NA MESMA NOITE — NO TERRENO DE ABETOS
Entre os tantos trabalhos que Bathsheba impôs-se voluntariamente ao dispensar os serviços de um administrador, estava um em especial de verificar toda a casa antes de ir dormir, para ver se estava tudo em ordem e seguro para passar a noite. Gabriel quase sempre a precedia nesta rotina todas as noites, observando cuidadosamente as preocupações dela como qualquer funcionário escolhido especialmente para a vigilância faria; no entanto, esta devoção carinhosa era desconhecida por sua patroa e, se era conhecida, não era recebida com gratidão. As mulheres nunca estão cansadas de lamentar a inconstância do homem no amor, mas eles só parecem desprezar sua constância.
Como a observação é melhor quando não é notada, ela costumava carregar uma lanterna apagada na mão e, às vezes, a acendia para examinar cantos e fendas com a calma de um policial metropolitano. Tal calma poderia existir nem tanto por causa de sua despreocupação em esperar pelo perigo como pela liberdade de não suspeitar que houvesse. Sua pior descoberta antecipada era que um cavalo não estivesse bem preso, as aves não estivessem todas ali ou uma porta não estivesse trancada.
Naquela noite, as instalações foram verificadas como de costume e ela foi para o recinto onde se guardam os cavalos. Os únicos sons quebrando o silêncio era o de muitas bocas que não paravam de mastigar e a respiração ruidosa de todos os narizes invisíveis, que acabavam em roncos e bufadas parecidos com foles lentos. Então a mastigação recomeçava, quando a imaginação ativa podia acompanhar o olhar para perceber um grupo de narinas rosa-esbranquiçadas que se parecia com cavernas, de superfícies muito pegajosas e úmidas, que não eram exatamente agradáveis ao toque até que se acostumasse com elas; as bocas tentavam fechar-se sob qualquer ponta da roupa de Bathsheba que suas línguas tocassem. Acima de cada uma delas, uma visão ainda mais apurada sugeria uma testa marrom e olhos atentos, porém nada simpáticos, e sobre eles um par de chifres esbranquiçados e curvos como duas luas novas e um "muu" fleumático anunciando pela sombra que aqueles fenômenos eram as silhuetas de Daisy, Whitefoot, Bonny-lass, Jolly-O, Twinkle-eye, etc., as respeitáveis vacas leiteiras da raça Devon que pertenciam a Bathsheba, como já fora mencionado.

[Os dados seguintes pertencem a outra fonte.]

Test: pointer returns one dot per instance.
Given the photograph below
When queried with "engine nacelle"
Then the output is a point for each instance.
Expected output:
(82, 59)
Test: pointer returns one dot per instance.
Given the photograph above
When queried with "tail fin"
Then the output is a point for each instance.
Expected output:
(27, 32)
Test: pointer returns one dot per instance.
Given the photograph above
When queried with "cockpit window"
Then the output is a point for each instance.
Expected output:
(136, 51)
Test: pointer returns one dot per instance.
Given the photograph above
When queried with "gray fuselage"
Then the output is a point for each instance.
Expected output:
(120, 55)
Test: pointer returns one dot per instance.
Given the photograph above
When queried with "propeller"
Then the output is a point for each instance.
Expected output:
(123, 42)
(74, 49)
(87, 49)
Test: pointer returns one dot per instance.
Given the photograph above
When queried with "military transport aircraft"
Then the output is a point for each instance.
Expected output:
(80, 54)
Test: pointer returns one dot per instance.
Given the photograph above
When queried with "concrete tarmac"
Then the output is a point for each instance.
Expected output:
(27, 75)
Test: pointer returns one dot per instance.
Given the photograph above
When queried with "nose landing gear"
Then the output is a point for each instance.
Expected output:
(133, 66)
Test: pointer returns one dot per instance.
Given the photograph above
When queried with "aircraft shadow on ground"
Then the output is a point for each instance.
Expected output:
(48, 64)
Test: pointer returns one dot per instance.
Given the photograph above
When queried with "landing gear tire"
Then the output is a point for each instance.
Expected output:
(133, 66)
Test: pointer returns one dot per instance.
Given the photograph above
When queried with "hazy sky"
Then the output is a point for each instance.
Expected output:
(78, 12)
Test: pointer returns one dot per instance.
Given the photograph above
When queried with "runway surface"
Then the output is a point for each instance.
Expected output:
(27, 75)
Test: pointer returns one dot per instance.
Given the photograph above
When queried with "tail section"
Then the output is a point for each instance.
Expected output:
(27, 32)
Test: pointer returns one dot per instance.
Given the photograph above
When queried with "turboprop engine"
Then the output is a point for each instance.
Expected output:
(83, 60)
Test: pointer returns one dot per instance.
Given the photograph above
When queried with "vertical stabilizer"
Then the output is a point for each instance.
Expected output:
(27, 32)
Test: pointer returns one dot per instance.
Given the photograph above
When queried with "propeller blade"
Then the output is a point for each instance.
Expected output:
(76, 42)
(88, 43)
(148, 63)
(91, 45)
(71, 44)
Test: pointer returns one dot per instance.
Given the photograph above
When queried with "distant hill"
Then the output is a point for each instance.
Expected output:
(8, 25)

Sua volta para casa era por um caminho entre o terreno de abetos afilados, que foram plantados alguns anos antes para abrigar a propriedade do vento norte. Por causa da densidade da folhagem interligada na parte de cima, era um local escuro ao meio-dia, sombrio ao entardecer, escuro como a meia-noite ao escurecer e negro como a nona praga do Egito à meia-noite. Descrever o local era chamá-lo de um corredor vasto e formado naturalmente, cujo teto, que era sustentado por pilares finos de madeira viva, parecia feito de plumas. O solo era coberto por um carpete macio e castanho de folhas mortas, em formato de agulhas, e pinhas emboloradas com moitas de grama aqui e ali.
Essa parte do caminho era a mais delicada da ronda noturna, porém, antes de começar, a sensação de perigo não estava vívida o bastante de modo que a levasse a pedir a alguém para acompanhá-la. Passando tão imperceptivelmente quanto o tempo, Bathsheba imaginou ter ouvido passos vindos pelo lado oposto do caminho. Sem dúvida, era o som de passos. Naquele instante, seus próprios passos pareciam macios como flocos de neve. Ela se assegurou novamente relembrando que era um caminho público e, que quem estivesse passando por lá, seria um morador de volta para casa. Apenas lamentava que o encontro ocorresse no ponto mais escuro, embora estivesse na porta da própria casa.
O barulho se aproximou, chegou bem perto e uma silhueta estava prestes a passar por ela quando algo puxou sua saia e a prendeu ao chão. A parada repentina e brusca quase fez Bathsheba perder o equilíbrio. Ao se recuperar, colidiu com roupas quentes e botões.
"Meu Deus, que encontro mais estranho!", disse uma voz masculina, uns dois pés acima da cabeça dela. "Eu o machuquei, companheiro?"
"Não", respondeu Bathsheba, tentando escapar.